ある年の夏に、じいちゃんが亡くなった。九○歳を超えて一○○歳が見えてきた頃だった。
「じゅうぶん生きたよ。大往生だ」
目の周りを赤くした父さんが言っていた。
じいちゃんが亡くなったと聞いて残念だったが悲しいという感情にはならなかったんだ。一六年、飼っていた猫が死んだ時も同じだった。僕にとっては、お気に入りの鞄が壊れたのに近い感覚しかなかったんだ。
「っあ、そうなんだ」
意識しなければそう言っていたかもしれない。それくらい、死、に対して興味がないんだ。狂っているんだろうね。それに気付いたエピソードがあるんだ。
それは、葬式が終わった後、棺桶の中で眠るじいちゃんの隣に花を入れていた時のことなんだけど。人形のように眠るじいちゃんを見て、本当に死んでしまったのだ、と実感すると同時に、触れたらどんな感触なのだろうか、と思っちゃったんだよ。
不謹慎な話だろ。普通そんなことを考えないよね。だけど、あの時、思ってしまったんだ。死者に触れるってどういう感覚なんだろうかって。昔、犬の死骸を抱えたことがあるけど、その時は死後硬直していて、生きている状態のを持つより重かったよ。
「剥製です」
そう言われたら信じてしまうくらいカチカチだった。
花を入れ終わった後、そんなことを考えながら棺桶の横で立ち、静かに眠るじいちゃんの顔を見詰めていた。
「触っちゃダメよ」
後ろから誰かの声が聞こえた。
じいちゃんに触ろうとしていたのを見透かされたのかと思い、顔を上げて声の方を見たよ。焦ったね。どう言い訳をしようか考えたよ。
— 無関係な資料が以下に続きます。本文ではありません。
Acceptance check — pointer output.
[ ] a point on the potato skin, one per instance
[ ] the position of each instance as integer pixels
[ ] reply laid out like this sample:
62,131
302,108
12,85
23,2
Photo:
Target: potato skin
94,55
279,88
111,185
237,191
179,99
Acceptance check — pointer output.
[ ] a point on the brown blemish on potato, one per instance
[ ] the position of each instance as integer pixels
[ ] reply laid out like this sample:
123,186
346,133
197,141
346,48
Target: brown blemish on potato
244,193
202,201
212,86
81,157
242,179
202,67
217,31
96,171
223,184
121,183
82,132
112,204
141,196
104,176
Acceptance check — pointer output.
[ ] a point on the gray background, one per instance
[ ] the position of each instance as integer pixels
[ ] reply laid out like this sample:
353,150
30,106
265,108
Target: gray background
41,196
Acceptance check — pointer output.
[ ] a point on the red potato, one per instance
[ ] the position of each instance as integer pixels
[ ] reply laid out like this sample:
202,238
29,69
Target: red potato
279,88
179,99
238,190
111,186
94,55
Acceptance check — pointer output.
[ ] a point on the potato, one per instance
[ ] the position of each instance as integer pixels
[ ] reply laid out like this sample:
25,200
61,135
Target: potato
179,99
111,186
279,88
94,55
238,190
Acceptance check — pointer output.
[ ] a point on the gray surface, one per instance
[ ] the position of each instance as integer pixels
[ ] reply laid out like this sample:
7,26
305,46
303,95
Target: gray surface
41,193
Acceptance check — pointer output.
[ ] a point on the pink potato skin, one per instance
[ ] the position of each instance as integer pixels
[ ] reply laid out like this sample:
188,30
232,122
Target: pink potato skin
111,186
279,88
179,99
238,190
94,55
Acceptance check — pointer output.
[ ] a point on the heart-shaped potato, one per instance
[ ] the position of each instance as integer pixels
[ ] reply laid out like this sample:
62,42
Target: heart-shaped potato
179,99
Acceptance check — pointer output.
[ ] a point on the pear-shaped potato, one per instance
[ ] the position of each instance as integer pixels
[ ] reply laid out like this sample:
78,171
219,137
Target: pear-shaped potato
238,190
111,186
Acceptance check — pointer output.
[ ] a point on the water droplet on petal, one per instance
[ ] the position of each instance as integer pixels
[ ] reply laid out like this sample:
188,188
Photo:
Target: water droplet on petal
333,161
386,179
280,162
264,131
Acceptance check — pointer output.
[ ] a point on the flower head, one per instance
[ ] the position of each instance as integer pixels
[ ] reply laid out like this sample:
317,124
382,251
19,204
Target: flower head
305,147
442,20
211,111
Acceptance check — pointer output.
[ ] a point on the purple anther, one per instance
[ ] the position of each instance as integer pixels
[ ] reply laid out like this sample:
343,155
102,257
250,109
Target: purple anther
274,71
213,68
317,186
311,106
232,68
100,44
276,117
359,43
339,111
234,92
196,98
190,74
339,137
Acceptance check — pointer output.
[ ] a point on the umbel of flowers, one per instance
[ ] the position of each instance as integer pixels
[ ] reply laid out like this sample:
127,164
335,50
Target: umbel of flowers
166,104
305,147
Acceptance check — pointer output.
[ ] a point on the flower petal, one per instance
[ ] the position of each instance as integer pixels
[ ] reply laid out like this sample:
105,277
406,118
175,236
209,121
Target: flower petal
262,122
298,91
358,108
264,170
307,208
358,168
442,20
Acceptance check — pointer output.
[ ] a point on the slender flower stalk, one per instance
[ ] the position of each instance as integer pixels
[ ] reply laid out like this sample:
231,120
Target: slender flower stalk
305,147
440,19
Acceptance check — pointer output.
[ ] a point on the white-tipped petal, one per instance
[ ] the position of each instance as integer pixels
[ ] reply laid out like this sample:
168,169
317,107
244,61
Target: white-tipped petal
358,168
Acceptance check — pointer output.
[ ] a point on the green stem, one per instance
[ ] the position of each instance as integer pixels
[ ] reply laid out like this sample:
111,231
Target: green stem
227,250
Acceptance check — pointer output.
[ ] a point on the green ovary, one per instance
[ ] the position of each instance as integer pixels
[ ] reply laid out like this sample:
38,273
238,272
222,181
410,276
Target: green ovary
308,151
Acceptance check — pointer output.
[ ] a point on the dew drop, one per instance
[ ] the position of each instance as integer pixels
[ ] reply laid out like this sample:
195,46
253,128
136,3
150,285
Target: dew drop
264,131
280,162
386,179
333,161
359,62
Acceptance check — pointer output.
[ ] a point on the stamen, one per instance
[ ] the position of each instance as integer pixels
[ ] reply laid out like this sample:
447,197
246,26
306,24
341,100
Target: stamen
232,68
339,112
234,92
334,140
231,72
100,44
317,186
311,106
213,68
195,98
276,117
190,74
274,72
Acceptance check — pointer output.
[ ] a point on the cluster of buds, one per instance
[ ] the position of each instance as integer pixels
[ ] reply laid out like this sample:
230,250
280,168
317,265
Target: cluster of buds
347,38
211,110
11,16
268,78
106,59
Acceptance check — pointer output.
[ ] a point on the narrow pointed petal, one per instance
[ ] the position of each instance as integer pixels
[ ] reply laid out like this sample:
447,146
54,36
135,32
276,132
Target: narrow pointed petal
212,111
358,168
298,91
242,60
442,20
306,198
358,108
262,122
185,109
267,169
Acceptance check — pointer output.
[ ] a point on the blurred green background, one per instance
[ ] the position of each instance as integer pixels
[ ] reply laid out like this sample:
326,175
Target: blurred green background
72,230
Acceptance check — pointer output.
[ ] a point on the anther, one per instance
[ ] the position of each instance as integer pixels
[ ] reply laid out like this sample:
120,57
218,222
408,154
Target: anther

声の主は叔母さんで、言われたのはその息子だった。僕の隣にいたので自分が言われたのだと勘違いしたんだ。隣に従兄弟がいることに気付かないくらい集中して目を閉じたじいちゃんの顔を見ていた。
最低な孫だよ。
全員が棺桶の中に花を入れ終わった。最後にばあちゃんが一輪、そっと入れた。
「おとうさん」
そう言って、ばあちゃんが涙を流しながらじいちゃんの頬に手を当てていたよ。それを見て申し訳なくなった。
誰かとの別れを惜しみ悲しむ人の姿を見て、自分は普通の人の心を持っていないのだと気付かされたね。
どうして僕はこんなに感情が歪んでしまったのだろうか。今でも原因が、分かっているような、分かっていないような感じだよ。
葬儀など全てが終わり、夜、ささやかな食事会が開かれたんだ。そこで喪主である伯父さんが挨拶をした。
「本日は父のためにお集まり頂きありがとうございました」
決められた文言を読み上げるように丁寧な挨拶だった。
「父はとても優しい人でした。怒られたという記憶がありません。そんなに裕福な家庭ではありませんでしたが、やりたい、と言ったことの殆どをやらせてもらいました。今、考えると、すごく負担をかけていたことが分かります。それでも父は、やりたい、と言ったらやらせてくれました。おかげで私は三浪した後、医学部に合格することができました。あの時、父が、ダメだ、と言っていたら滑り止めで受けていた大学で社会学を勉強することになったでしょう。今の私があるのは父のおかげです。本当に父には感謝しかありません」
涙混じりだけど晴れやかな表情を見せながら伯父さんが話していたよ。それを聞きながら、全くそのとおりだ、と思ったね。僕もじいちゃんは人格者だったと思っているんだ。尊敬しているよ。
タバコの話を聞いてから、ずっとね。